Human DNA is surprisingly easy to find in the environment

Human DNA is easy to find in the environment, with samples of such good quality it can identify individual people. That's both a boon and a burden for researchers.
John Loeffler
A DNA strand
A DNA strand


A new study out of the University of Florida has found that human DNA samples, some of extremely high quality, are easily found in the environment wherever researchers looked, offering both a bounty for scientific research but also an ethical dillema not easily solved.

In a paper published this week in Nature Ecology and Evolution, the researchers from the University of Florida's (UF) Whitney Laboratory for Marine Bioscience and Sea Turtle Hospital took environmental DNA (eDNA) samples from water, soil, and air collections in its ongoing study of viral cancers among sea turtles, and looked for human DNA among the turtle DNA the team had already been collecting.

They found that not only was the human eDNA present, but it was in abundance, and that it was of such good quality that they were able to identify genetic mutations and even the genetic ancestry of local populations, according to a UF statement.

“We’ve been consistently surprised throughout this project at how much human DNA we find and the quality of that DNA,” David Duffy, the UF professor of wildlife disease genomics heading up the research, said. “In most cases, the quality is almost equivalent to if you took a sample from a person.”

This of course is great for researchers who use DNA samples in their studies, like archeologists or anthropologists, but it also brings all kinds of moral implications with it, especially around consent and civil liberties.

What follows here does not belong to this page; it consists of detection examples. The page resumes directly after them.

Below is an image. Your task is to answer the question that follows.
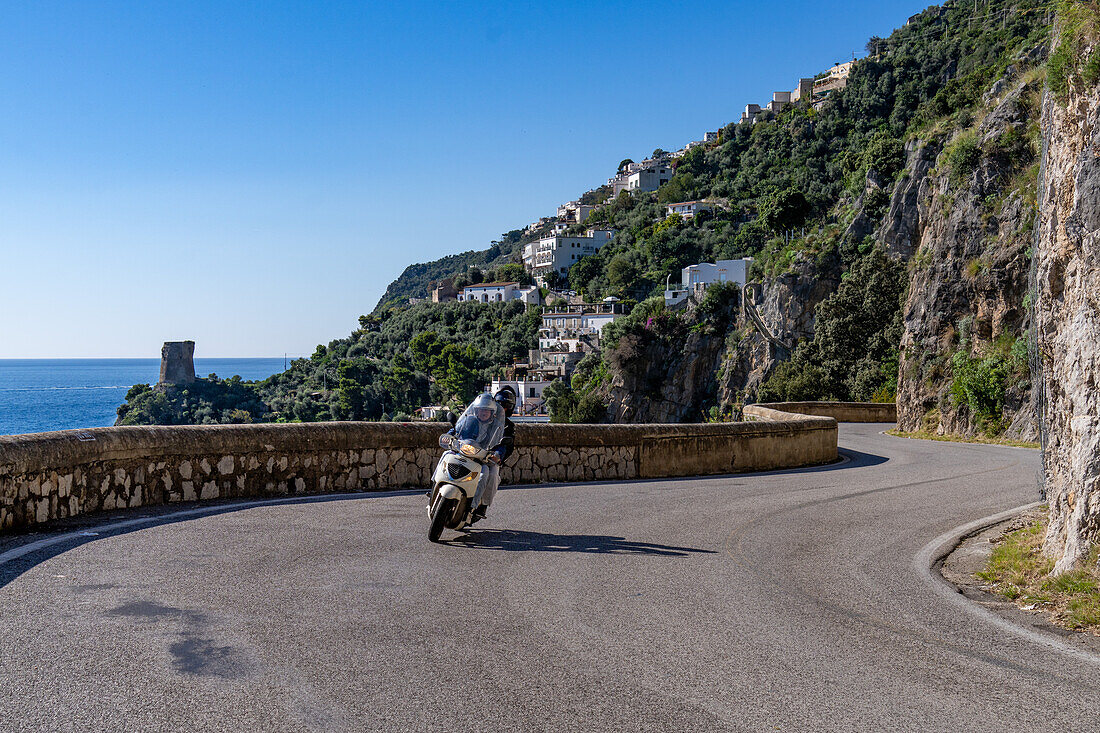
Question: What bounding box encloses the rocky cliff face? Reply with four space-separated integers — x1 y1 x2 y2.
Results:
604 299 738 423
893 72 1041 440
1035 27 1100 573
717 259 840 405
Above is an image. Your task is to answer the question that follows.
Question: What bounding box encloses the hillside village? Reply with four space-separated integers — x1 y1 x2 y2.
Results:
113 0 1053 439
409 55 855 419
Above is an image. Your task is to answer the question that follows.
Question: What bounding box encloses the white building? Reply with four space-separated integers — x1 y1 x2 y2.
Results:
813 62 856 101
664 201 717 219
539 300 626 349
664 258 752 306
524 229 615 278
459 283 519 303
490 379 554 415
512 285 542 306
607 157 672 197
459 278 541 305
791 77 814 105
415 405 448 422
558 201 596 223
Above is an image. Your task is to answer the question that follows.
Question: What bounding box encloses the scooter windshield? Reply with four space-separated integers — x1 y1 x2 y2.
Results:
454 394 504 450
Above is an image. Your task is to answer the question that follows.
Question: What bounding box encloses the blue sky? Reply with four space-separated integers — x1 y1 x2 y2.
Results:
0 0 925 358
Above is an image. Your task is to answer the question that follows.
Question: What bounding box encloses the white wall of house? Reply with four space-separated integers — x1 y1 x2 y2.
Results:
490 380 553 414
664 291 691 308
524 229 615 276
459 283 518 303
664 201 715 219
512 285 542 305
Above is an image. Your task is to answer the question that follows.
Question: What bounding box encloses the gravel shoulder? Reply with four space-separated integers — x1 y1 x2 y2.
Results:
933 508 1100 655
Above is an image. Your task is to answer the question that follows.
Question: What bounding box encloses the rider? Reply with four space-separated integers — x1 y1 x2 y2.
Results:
473 386 516 522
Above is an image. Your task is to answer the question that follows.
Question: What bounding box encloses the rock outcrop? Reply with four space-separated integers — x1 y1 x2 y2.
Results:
893 75 1038 440
1035 21 1100 573
718 253 840 405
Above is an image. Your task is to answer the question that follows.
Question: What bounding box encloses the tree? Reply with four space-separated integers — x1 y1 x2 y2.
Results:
760 188 812 232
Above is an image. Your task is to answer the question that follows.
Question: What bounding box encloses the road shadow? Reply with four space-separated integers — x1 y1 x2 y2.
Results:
0 490 415 592
447 529 716 557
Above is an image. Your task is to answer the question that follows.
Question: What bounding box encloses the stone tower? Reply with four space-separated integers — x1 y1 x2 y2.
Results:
158 341 195 384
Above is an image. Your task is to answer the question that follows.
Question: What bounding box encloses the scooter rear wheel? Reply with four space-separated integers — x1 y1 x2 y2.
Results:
428 499 455 543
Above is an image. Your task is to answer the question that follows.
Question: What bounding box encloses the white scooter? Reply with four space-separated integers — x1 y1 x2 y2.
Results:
428 393 505 543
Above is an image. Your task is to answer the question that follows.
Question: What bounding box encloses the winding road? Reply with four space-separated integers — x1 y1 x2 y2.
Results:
0 425 1100 731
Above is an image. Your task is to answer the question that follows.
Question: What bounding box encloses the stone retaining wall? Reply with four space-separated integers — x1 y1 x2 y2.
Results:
0 408 837 530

“It’s standard in science to make these [DNA] sequences publicly available," Duffy said. "But that also means if you don’t screen out human information, anyone can come along and harvest this information. That raises issues around consent. Do you need to get consent to take those samples? Or institute some controls to remove human information?”

Another possible implication is in criminal investigations, where eDNA could provide investigators clues to the identity of a perpetrator of a crime, but the potential for abuse and misidentification are highly problematic, especially since eDNA could have found its way into a crime scene from any number of innocent means unrelated to the crime.

“Any time we make a technological advance, there are beneficial things that the technology can be used for and concerning things that the technology can be used for. It’s no different here,” Duffy said. “These are issues we are trying to raise early so policymakers and society have time to develop regulations.”